Scott Asheton, drummer and co-founder of the Stooges who played with the band from its inception in 1967, died this weekend from an unspecified illness. He was 64 years old. The news was confirmed by Asheton’s bandmate Iggy Pop, who posted a tribute to Asheton on his Facebook page.
Born in Washington D.C., Asheton moved to Ann Arbor, Michigan when he was 14 years old. He began playing music with his brother Ron at a young age, but the two couldn’t hold a stable band together until they met James Osterberg, the future Iggy Pop. Together, the band became The Stooges, and they quickly became the standard-bearers for a new kind of fast, scuzzy garage rock that was taking Ann Arbor and nearby Detroit by storm. After the band signed to Elektra in 1969, Scott played on all four of the Stooges’ immensely influential albums, from their self-titled debut to their original swan song Raw Power.
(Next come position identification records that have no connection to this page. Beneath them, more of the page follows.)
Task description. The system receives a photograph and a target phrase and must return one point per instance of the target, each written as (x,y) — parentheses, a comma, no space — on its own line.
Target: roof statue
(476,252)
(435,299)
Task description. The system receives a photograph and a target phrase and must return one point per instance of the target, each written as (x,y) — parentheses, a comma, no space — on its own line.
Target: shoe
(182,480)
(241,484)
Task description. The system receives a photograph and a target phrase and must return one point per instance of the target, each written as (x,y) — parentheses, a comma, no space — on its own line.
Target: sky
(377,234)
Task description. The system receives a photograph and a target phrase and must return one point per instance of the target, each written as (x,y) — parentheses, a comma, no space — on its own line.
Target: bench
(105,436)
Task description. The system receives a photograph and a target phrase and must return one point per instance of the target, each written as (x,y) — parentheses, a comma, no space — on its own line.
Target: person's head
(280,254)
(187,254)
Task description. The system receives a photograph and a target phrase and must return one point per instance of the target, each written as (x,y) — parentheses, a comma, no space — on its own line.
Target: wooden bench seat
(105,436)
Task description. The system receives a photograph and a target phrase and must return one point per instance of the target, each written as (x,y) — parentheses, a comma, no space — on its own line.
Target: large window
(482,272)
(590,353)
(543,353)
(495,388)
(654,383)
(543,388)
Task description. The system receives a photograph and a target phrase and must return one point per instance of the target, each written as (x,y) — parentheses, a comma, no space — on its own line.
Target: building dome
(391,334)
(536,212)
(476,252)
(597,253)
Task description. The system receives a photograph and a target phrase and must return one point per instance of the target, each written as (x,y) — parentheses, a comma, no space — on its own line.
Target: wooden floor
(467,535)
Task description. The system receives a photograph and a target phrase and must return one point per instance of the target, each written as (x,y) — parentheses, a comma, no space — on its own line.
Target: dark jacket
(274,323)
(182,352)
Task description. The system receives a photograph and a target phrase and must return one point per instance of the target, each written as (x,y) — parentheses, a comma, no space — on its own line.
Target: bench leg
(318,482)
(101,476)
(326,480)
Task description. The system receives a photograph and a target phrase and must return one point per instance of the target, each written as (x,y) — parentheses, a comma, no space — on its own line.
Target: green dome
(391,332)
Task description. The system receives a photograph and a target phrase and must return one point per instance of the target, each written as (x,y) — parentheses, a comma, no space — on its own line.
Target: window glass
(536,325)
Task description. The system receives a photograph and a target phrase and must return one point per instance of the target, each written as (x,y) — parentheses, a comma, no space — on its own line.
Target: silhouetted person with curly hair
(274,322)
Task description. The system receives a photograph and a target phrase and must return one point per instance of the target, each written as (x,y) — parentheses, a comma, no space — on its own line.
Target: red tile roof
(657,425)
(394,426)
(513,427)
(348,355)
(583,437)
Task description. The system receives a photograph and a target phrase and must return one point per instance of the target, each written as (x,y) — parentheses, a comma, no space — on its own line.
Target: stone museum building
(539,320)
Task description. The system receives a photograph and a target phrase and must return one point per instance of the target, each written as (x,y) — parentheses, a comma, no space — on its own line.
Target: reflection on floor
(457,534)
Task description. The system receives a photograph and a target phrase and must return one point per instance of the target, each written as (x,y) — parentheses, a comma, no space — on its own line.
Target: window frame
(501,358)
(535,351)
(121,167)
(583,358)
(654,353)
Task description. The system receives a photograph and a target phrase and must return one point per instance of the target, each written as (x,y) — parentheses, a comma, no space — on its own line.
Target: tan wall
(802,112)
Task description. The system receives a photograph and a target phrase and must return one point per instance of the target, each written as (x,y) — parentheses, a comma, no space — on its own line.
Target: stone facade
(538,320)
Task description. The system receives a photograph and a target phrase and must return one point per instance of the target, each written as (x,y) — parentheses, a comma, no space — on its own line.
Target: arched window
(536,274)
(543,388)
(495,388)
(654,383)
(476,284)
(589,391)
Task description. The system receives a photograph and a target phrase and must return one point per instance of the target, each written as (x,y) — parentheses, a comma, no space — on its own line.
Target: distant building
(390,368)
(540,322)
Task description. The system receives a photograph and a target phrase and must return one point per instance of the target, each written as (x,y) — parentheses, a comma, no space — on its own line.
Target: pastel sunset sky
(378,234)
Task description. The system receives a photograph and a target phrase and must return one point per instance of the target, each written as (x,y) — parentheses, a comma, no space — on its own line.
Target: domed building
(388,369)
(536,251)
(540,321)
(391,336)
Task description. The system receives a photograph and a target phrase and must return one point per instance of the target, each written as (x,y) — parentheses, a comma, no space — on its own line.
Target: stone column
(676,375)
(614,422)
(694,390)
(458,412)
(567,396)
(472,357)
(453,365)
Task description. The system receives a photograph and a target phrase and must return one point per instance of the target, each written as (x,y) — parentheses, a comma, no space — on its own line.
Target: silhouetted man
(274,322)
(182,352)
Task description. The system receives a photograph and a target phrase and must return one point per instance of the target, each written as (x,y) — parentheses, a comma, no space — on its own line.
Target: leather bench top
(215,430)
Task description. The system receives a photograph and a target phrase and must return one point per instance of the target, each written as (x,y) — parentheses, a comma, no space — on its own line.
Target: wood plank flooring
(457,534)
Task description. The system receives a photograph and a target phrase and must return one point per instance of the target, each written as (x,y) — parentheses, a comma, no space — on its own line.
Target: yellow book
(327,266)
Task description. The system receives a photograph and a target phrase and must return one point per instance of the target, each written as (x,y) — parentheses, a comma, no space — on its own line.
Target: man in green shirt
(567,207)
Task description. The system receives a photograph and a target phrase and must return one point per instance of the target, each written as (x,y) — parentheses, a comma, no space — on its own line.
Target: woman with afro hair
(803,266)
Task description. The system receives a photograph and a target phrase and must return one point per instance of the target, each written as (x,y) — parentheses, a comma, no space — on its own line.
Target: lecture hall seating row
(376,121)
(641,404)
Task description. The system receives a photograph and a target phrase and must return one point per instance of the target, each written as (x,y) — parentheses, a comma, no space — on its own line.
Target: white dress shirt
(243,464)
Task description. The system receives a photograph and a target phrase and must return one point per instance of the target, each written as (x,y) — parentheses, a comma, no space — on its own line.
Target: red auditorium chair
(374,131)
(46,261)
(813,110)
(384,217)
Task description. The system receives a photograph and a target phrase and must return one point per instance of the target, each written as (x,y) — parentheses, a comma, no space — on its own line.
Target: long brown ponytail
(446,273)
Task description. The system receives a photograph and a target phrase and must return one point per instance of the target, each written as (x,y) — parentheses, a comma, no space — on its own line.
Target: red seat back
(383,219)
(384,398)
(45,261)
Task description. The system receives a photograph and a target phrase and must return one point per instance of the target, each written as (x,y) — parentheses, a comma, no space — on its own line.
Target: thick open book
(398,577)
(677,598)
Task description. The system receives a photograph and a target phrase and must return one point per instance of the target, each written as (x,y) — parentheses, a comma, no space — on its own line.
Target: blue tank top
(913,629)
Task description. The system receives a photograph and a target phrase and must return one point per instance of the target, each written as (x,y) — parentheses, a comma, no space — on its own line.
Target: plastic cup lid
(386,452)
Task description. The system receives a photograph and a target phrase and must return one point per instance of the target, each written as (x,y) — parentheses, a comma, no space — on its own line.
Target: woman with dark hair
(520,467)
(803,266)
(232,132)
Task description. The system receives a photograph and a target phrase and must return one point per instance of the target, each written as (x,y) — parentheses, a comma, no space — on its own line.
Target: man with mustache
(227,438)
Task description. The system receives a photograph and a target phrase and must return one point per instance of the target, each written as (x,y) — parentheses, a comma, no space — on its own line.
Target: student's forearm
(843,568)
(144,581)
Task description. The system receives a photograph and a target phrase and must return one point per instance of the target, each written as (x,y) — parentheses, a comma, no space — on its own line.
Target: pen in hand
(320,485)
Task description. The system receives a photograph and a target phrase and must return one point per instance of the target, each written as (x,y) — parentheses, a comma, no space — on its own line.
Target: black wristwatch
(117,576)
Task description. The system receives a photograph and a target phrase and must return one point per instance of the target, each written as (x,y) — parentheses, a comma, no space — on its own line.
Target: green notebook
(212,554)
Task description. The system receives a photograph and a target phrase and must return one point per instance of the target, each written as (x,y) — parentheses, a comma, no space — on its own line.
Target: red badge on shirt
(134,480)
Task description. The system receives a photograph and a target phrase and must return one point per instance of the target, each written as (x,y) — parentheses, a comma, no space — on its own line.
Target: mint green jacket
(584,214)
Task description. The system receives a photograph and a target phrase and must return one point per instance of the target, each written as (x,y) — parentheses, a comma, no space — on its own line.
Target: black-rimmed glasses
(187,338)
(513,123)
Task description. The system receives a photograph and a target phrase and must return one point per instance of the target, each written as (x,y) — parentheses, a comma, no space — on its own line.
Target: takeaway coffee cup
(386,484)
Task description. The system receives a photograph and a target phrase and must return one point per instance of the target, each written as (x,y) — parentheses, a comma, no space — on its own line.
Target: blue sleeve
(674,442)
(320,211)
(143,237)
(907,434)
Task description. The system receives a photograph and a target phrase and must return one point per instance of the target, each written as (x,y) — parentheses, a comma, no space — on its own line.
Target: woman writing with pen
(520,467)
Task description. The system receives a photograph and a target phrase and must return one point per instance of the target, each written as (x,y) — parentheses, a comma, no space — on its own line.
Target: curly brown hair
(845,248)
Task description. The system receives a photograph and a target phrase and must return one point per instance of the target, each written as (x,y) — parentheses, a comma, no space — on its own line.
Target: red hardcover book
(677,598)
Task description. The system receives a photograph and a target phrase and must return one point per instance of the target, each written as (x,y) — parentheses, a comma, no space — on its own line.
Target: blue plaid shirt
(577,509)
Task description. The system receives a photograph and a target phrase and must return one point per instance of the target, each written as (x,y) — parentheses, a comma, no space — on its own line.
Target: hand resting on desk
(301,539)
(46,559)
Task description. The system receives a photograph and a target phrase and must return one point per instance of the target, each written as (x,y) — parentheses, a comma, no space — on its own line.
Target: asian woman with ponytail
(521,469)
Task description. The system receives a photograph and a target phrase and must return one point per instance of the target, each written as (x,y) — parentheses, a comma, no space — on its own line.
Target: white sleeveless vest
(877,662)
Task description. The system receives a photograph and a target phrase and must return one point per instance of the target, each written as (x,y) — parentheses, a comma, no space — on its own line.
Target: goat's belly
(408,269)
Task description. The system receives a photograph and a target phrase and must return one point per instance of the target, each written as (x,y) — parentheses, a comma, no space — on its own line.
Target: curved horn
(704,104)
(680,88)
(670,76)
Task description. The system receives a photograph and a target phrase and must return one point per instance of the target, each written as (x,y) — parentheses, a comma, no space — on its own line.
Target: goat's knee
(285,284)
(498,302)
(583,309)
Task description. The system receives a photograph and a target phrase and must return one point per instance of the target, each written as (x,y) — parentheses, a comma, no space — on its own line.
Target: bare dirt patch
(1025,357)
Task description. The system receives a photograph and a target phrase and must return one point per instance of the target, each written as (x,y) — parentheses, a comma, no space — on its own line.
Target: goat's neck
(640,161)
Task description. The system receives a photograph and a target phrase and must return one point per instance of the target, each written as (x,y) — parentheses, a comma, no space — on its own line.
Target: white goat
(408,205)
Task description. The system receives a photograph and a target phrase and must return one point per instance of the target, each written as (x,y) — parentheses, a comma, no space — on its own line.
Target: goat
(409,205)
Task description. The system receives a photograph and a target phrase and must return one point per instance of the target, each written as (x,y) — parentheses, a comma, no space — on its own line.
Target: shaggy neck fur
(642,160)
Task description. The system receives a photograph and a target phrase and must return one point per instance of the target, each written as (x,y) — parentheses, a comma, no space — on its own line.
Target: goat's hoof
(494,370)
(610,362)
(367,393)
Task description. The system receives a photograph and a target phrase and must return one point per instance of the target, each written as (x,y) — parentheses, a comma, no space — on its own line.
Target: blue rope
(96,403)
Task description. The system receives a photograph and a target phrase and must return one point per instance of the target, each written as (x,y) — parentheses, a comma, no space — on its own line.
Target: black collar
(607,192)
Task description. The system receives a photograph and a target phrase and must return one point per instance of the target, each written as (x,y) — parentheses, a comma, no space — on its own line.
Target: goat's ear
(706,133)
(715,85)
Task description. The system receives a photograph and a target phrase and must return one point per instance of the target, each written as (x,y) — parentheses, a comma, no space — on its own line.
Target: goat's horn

Scott kept things low-key after the Stooges broke up in 1974, but a 2000 tour with Ron, Dinosaur Jr. guitarist J. Mascis and Minutemen bassist Mike Watt caught the attention of Pop, and the Stooges reunited in 2003. They released one album, The Weirdness, in 2007 before Ron died of a heart attack. Scott and Iggy soldiered on, re-recruiting James Williamson (guitarist for the band on Raw Power) for one more album, 2013’s Ready To Die.